College of Pharmacy
The melanocortin receptor (MCR) system consists of endogenous agonists, antagonists, G-protein coupled receptors, and auxiliary proteins that are involved in the regulation of complex physiological functions such as energy and weight homeostasis, feeding behavior, inflammation, sexual function, pigmentation, and exocrine gland function. The five melanocortin receptors (MC1-5R) are member of a G-protein coupled receptors (GPCRs) that activate the cAMP signal transduction pathway and are stimulated by the melanocortin agonists α, β, γ-melanocyte stimulating hormone (MSH) and adrenocorticotropin (ACTH). These receptors are antagonized by agouti (ASP) and agouti-related protein (AGRP), which are the only known endogenous antagonists of GPCRs identified to date.

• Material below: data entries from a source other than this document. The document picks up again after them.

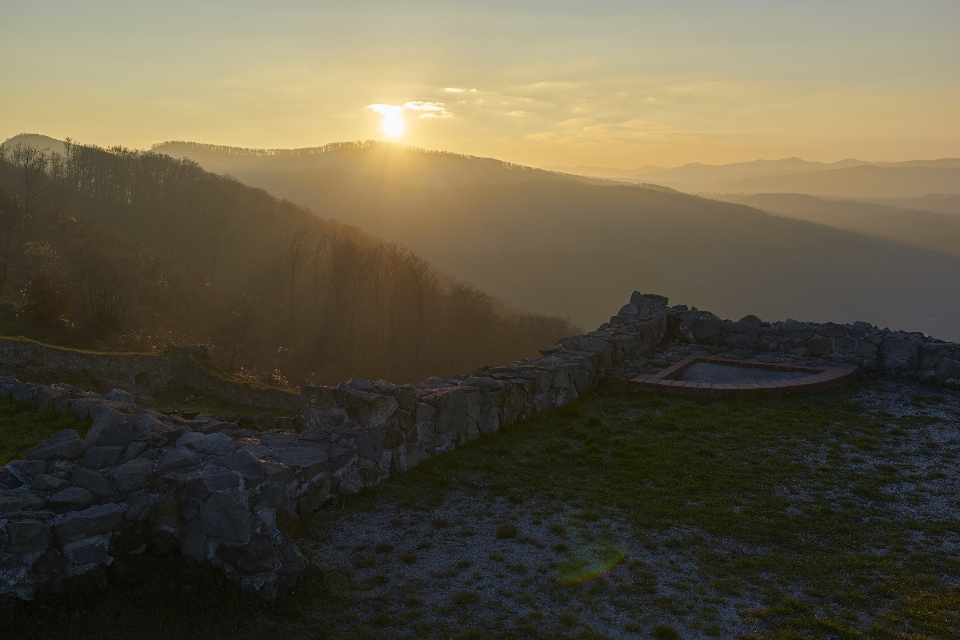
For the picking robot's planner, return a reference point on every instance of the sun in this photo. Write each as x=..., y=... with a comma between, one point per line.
x=392, y=124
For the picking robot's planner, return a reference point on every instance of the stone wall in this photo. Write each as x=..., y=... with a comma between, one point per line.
x=142, y=485
x=137, y=373
x=869, y=348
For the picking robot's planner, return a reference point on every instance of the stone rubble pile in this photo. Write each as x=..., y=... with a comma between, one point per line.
x=233, y=490
x=141, y=485
x=859, y=344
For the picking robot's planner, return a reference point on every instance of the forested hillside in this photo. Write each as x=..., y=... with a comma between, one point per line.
x=575, y=249
x=134, y=250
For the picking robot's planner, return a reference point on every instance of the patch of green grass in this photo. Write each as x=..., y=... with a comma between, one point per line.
x=758, y=495
x=22, y=426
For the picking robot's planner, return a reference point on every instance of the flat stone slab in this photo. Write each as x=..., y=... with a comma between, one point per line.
x=707, y=375
x=726, y=374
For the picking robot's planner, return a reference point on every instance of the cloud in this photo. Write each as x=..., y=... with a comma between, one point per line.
x=385, y=109
x=429, y=109
x=426, y=109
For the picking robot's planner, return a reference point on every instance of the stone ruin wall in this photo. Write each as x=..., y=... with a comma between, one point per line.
x=142, y=485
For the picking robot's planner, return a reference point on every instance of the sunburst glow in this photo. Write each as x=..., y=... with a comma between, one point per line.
x=393, y=124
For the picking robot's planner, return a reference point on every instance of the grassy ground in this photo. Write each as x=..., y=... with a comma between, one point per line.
x=822, y=516
x=22, y=426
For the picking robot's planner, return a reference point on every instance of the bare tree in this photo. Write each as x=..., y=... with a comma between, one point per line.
x=11, y=232
x=299, y=246
x=32, y=165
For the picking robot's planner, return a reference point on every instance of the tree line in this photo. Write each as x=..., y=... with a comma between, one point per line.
x=124, y=249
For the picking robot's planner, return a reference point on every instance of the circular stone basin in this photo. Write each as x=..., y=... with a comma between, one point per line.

Obesity continues to be a major health problem worldwide. Obesity-related conditions include heart disease, stroke, type 2 diabetes, and certain types of cancer. The human melanocortin-4 receptor (MC4R) has been identified by genetic studies as well as in individual morbidly obese humans to be a locus connected to obesity. More than 100 single nucleotide polymorphisms (SNPs) have been identified so far in obese and non-obese human adults and children. The MC4R is expressed primarily in the brain and regulates obesity, feeding behavior, and satiety, making it an attractive target for antiobesity drugs. The MC3R, which is expressed both centrally (including the hypothalamus) and peripherally, has been postulated to play fundamental roles in metabolism and energy homeostasis, as well as food intake. However, the physiological mechanism(s) of action for the MC3 receptor in the different tissues and the periphery are still unclear.
Selective and potent ligands on these receptors are highly desirable. But designing MC3R versus MC4R selective ligands have been proven a difficult task without the knowledge of structural and conformational features that differentiate SAR between the MC3 and MC4 receptor subtypes. One strategy to address this issue is to probe ligand structural features that can differentiate the ligand−receptor pharmacological profiles of the melanocortin receptors (MC1, MC3−5R).